[Swift-devel] Re: Coasters failing on Teraport - cant find Java?
Allan Espinosa
aespinosa at cs.uchicago.edu
Tue Jan 27 15:05:57 CST 2009
Hi Mike,
I actually emailed directly Teraport support to add my DOEgrids DN to
the gridmap file. so my jobs are actually being executed under my
username (aespinosa).
As of now, I can only submit to OSG sites supporting the OSGEDU VO.
If i remember correctly, we placed OSG as my VO when applying forthe
DOEgrids certificate. Then I just emailed Alina to include my DN in
the OSGEDU VO member list. I need to email and follow-up OSG
operations in the status of my VO application.
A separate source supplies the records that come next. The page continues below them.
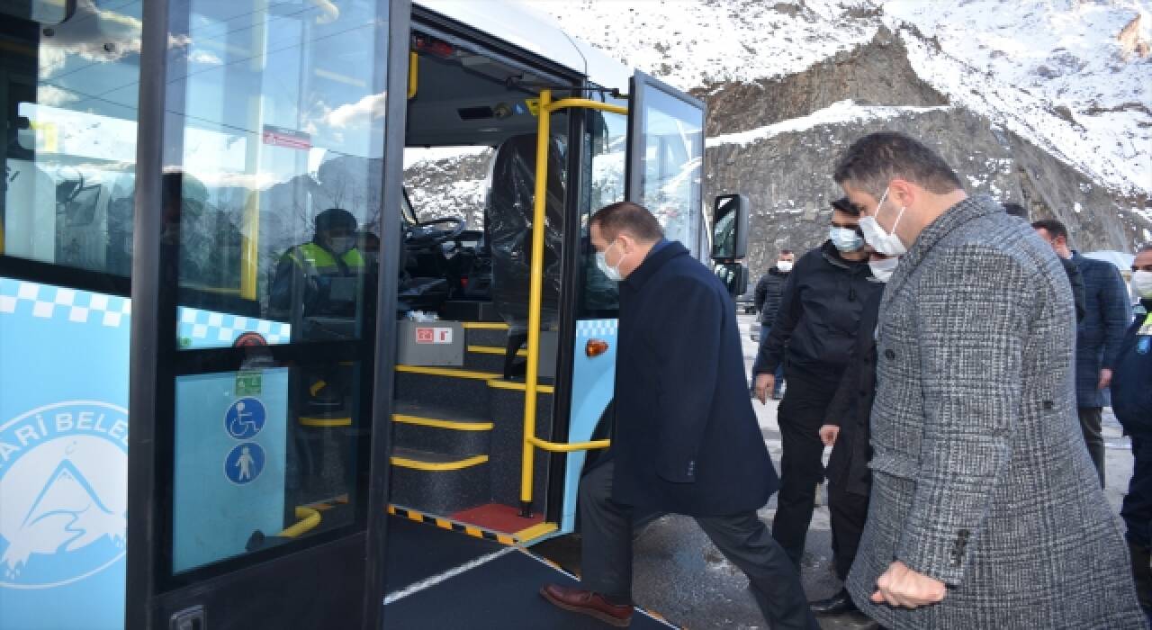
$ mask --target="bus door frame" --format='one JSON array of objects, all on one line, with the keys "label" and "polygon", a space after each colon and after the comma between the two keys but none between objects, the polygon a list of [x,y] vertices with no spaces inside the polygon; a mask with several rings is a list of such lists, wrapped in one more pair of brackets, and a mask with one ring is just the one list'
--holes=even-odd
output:
[{"label": "bus door frame", "polygon": [[[371,392],[371,422],[376,431],[366,449],[369,472],[365,480],[366,515],[362,526],[340,538],[312,541],[298,551],[249,562],[226,561],[217,570],[190,585],[172,586],[162,567],[164,527],[169,515],[161,514],[167,501],[159,483],[173,463],[170,431],[170,389],[175,377],[170,348],[175,340],[176,296],[164,289],[160,238],[161,176],[165,147],[167,92],[167,56],[169,0],[149,0],[143,6],[141,51],[139,115],[134,217],[134,258],[131,298],[131,348],[129,375],[129,456],[128,456],[128,531],[126,620],[128,630],[180,628],[177,615],[188,614],[187,628],[264,628],[275,623],[281,598],[313,601],[314,592],[293,590],[291,576],[316,575],[324,564],[340,574],[348,564],[336,567],[339,559],[355,561],[359,568],[342,582],[363,584],[358,602],[349,597],[347,608],[327,610],[327,618],[342,628],[377,629],[382,623],[385,594],[385,549],[387,540],[387,493],[389,479],[391,416],[393,403],[393,367],[395,363],[396,278],[399,259],[379,257],[376,322],[376,346],[372,348],[373,379],[365,380]],[[387,123],[385,129],[385,168],[382,190],[401,190],[404,129],[407,117],[408,53],[410,38],[410,0],[388,0],[388,40],[379,43],[379,54],[387,55]],[[381,195],[381,242],[401,243],[400,196]],[[168,358],[169,360],[165,360]],[[226,357],[225,357],[226,358]],[[226,363],[226,362],[225,362]],[[159,428],[159,431],[158,431]],[[363,451],[362,451],[363,453]],[[323,537],[321,537],[323,538]],[[242,556],[243,559],[243,556]],[[333,560],[338,559],[338,560]],[[359,559],[364,559],[363,562]],[[361,572],[362,571],[362,572]],[[347,571],[344,571],[347,574]],[[303,580],[308,582],[308,580]],[[235,604],[236,590],[248,590],[260,597],[260,585],[278,585],[263,593],[266,601],[248,607]],[[252,589],[256,586],[256,589]],[[339,584],[333,584],[338,589]],[[187,608],[184,608],[187,606]],[[173,612],[176,612],[173,614]],[[245,615],[247,610],[247,615]],[[283,614],[283,613],[280,613]],[[255,616],[259,615],[259,617]],[[196,618],[199,621],[195,621]],[[291,623],[288,624],[289,627]]]}]

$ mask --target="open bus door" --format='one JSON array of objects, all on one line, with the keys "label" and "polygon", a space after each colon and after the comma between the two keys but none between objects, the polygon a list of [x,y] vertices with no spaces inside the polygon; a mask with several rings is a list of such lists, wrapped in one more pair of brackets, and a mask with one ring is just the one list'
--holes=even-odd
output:
[{"label": "open bus door", "polygon": [[144,6],[128,629],[380,623],[410,7],[289,5]]}]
For the sites.xml, I think you need to specify the filesystem provider
which sets up the environment for the coaster (based on what I
understood from the documentation). Below is my sites.xml:
<config>
<pool handle="Teraport" sysinfo="INTEL32::LINUX">
<profile namespace="globus" key="queue">fast</profile>
<profile namespace="globus" key="maxwalltime">00:01:00</profile>
<gridftp url="gsiftp://tp-grid1.ci.uchicago.edu/disks/tp-gpfs/scratch/aespinosa"
storage="/opt/osg/data/aespinosa" major="2" minor="2" patch="4">
</gridftp>
<execution provider="coaster" url="tp-grid1.uchicago.edu"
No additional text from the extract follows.